Taking a long-term and purely national approach to the great damage caused by nature’s fury of Boxing Day, 2004, it can be said that the most disturbing effect has been on the country’s tribal wealth. A great proportion of the Nicobarese tribe in the southerly regions of the Andaman and Nicobar islands has been lost. The tsunami tragedy in the Nicobar group would in the end be remembered for the extremely high percentage of the population that may now be given up for dead, or thrown at the mercy of relief. Short-term aid is being administered reasonably efficiently in the camps inhabited by tsunami victims, but the challenge will be long-term reconstruction.

The strike of fate on December 26 is unlikely to have many parallels. Mercifully, these Bay of Bengal islands are sparsely populated, with a count of only slightly over 40 thousand, going by official statistics. The real bad news is that the percentage of the dead and those feared dead, taken together, is as high as 16 per cent of the population of these islands.

An idea of the extent of havoc caused can be gained from the fact that something like one fourth of the total population of the Nicobar group has had to be evacuated to camps across the union territory of Andaman and Nicobar. It is remarkable that many senior officials, on the civilian as well as military side, express a degree of amazement about the number of those feared dead that has been put out. They believe that the actual figures of those feared lost are likely to be something like double of what has been officially acknowledged. The possible reasons for this are speculative.

Data suppression is an inadequate response for a democracy. But where is democracy in Andaman and Nicobar? The islands, being a centrally administered unit, do not have a legislative assembly and there is an absence of effective democratic institutions. A ground for hope in the otherwise grim situation is the relatively smooth and reasonably adequate dispersal of aid, all things considered. Certainly, the dozen camps in the city of Port Blair, the capital city of Andamans are testimony. A shortcoming of aid delivery has been the lack of disaggregating figures of categories of recipients in order to streamline the system. The arrival of the Delhi NGO Prayas on the scene, with its high-profile architect Amod Kanth, the senior police officer, forcing the pace has helped address this to an extent.
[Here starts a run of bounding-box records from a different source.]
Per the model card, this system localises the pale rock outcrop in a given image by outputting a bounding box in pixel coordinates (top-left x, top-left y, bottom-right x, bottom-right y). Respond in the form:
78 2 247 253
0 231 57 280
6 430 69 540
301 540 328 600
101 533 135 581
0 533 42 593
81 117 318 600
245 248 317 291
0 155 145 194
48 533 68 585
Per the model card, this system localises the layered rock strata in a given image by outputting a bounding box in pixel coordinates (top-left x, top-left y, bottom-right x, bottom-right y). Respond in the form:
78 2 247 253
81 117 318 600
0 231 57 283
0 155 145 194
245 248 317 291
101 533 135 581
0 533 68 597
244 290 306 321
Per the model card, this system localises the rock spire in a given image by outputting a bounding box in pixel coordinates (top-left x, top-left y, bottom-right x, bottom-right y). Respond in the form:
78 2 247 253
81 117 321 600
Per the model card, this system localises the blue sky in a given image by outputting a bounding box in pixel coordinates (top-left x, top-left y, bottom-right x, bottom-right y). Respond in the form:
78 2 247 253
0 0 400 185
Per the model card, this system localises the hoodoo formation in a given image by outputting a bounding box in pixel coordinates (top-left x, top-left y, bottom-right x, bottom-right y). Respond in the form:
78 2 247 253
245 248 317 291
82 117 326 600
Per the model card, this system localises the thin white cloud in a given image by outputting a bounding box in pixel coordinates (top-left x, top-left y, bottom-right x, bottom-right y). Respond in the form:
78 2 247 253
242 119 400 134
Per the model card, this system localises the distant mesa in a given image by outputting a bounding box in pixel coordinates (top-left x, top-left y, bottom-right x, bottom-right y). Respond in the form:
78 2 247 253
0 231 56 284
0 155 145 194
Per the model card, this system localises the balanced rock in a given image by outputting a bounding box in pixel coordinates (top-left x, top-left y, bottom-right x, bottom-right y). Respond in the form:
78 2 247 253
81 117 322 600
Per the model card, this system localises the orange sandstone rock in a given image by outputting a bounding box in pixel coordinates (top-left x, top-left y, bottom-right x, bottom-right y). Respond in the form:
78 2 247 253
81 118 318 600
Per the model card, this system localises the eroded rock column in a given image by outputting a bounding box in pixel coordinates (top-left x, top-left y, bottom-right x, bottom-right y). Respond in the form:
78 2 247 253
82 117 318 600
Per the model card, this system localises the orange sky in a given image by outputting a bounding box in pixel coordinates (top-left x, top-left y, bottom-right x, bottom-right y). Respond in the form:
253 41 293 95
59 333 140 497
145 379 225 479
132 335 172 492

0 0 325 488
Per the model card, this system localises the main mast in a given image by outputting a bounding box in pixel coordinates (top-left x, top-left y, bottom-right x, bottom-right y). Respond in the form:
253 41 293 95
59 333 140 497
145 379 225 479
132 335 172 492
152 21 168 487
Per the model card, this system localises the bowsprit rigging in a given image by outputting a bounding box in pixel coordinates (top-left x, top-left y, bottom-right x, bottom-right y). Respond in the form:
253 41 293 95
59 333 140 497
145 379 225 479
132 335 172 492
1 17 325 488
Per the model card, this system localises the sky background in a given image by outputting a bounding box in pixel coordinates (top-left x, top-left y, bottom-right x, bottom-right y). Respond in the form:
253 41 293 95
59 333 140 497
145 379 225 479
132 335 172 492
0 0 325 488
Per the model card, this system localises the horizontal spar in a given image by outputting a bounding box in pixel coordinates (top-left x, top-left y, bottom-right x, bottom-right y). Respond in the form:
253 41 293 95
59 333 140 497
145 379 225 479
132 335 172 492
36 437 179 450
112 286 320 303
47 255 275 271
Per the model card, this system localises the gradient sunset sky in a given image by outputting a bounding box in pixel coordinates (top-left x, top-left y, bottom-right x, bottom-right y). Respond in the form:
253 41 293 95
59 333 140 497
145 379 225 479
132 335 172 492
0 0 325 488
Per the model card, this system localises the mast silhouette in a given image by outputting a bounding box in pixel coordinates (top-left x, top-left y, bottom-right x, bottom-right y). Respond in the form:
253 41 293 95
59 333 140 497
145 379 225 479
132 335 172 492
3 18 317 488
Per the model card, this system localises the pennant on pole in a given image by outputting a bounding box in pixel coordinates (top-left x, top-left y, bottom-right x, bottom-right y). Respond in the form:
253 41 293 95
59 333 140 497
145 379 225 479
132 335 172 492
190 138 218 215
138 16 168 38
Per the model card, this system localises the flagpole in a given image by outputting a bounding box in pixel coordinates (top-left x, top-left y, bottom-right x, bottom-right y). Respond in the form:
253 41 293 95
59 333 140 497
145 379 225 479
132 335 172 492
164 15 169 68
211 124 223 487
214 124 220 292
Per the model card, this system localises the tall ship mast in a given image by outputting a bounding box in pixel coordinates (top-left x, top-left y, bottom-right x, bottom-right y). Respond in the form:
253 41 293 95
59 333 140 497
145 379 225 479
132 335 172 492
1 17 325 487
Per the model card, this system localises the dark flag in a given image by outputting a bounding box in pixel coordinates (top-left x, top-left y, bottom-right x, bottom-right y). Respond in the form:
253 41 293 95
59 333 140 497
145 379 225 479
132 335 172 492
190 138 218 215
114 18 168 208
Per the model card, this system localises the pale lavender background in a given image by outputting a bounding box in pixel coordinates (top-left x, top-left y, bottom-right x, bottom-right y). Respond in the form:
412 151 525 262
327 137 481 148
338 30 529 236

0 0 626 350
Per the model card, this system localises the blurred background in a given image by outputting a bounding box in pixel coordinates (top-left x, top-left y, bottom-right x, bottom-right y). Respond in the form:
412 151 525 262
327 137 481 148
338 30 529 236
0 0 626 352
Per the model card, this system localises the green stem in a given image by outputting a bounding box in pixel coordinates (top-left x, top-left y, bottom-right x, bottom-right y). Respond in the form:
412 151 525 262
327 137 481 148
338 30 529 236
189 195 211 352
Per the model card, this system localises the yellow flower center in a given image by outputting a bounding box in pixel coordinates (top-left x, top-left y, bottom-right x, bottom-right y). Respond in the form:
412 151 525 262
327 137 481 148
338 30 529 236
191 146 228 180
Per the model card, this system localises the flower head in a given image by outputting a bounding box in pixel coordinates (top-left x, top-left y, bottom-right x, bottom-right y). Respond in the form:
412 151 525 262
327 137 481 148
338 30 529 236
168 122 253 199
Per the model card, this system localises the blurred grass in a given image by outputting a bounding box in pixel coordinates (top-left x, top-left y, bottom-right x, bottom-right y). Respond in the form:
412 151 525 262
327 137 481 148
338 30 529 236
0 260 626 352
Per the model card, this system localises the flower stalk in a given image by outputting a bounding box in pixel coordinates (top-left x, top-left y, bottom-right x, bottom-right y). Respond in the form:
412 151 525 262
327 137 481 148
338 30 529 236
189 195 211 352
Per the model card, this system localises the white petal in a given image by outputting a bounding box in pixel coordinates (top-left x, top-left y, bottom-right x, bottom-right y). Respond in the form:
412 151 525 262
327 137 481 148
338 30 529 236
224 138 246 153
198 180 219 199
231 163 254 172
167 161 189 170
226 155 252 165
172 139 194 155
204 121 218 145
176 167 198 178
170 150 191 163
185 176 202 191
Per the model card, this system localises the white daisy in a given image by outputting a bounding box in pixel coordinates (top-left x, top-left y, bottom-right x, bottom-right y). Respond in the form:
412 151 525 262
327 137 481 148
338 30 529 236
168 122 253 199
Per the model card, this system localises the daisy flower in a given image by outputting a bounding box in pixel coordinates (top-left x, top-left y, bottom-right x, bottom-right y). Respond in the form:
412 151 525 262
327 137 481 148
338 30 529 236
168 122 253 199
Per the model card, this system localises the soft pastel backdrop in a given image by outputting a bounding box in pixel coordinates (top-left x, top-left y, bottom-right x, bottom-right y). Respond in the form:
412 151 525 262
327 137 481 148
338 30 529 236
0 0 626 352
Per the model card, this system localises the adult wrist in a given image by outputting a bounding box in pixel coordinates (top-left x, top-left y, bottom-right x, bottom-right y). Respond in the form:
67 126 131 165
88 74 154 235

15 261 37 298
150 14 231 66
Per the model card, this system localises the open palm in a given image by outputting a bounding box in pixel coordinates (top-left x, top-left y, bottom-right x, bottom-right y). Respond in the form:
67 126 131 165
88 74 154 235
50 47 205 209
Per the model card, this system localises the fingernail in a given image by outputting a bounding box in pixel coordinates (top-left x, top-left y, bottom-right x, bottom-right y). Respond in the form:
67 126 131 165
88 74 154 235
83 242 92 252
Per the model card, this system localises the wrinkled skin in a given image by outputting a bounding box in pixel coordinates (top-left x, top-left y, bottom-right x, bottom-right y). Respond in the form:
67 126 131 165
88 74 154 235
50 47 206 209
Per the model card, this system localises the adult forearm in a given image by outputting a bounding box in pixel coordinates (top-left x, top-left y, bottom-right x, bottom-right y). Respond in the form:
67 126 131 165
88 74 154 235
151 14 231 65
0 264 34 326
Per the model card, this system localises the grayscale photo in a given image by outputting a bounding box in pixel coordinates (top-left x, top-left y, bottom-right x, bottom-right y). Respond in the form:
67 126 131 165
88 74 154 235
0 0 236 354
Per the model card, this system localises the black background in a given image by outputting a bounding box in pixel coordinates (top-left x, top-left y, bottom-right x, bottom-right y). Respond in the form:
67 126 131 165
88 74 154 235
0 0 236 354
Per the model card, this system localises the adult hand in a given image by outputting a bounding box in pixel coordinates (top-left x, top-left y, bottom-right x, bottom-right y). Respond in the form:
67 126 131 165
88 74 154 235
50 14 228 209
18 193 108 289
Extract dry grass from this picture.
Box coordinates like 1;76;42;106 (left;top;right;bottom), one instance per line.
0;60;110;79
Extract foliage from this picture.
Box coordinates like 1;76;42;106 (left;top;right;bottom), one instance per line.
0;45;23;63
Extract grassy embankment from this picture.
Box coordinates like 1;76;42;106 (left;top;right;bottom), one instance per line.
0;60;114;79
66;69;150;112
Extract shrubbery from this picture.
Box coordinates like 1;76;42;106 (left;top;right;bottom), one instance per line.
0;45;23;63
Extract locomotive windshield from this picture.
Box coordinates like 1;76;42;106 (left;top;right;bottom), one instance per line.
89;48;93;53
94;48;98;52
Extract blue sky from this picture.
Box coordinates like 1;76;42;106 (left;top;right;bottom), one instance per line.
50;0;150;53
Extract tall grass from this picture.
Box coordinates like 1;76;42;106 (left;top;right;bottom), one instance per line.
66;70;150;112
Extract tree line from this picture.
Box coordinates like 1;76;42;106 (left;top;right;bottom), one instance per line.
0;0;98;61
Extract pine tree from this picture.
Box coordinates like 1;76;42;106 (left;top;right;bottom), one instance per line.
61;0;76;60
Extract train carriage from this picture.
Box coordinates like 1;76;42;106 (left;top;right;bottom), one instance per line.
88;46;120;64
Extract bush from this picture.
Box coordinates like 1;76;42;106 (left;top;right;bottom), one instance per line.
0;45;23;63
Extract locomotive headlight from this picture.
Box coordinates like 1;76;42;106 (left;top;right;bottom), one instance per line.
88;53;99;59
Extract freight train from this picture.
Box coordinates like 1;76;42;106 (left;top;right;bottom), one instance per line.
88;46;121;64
Since about 40 per cent of all victims are thought to be children, the helpline established by Prayas is expected to become a channel for targeted aid. This is in line with Prayas’ experience following the Gujarat earthquake. The scale and nature of the overall aid effort reflects the national mood and response to the disaster. For instance, about 200 doctors from all parts of the country are already in relief camps as volunteers.

But going beyond relief, real rehabilitation is expected to be a long-drawn and very costly affair. Almost all structures, including homes, in the Nicobar group have been destroyed. Just the re-building of jetties for civilian vessels, will cost Rs 500 crore, senior officials estimate. Without the arrival of these vessels, the day-to-day quantum of supplies cannot be reached to the islands from the mainland. The infrastructure has been badly hit as the sea devastated everything in its way for upward of a kilometre beyond the shoreline, knocking down nearly all concrete structures and carrying them into its scary depths.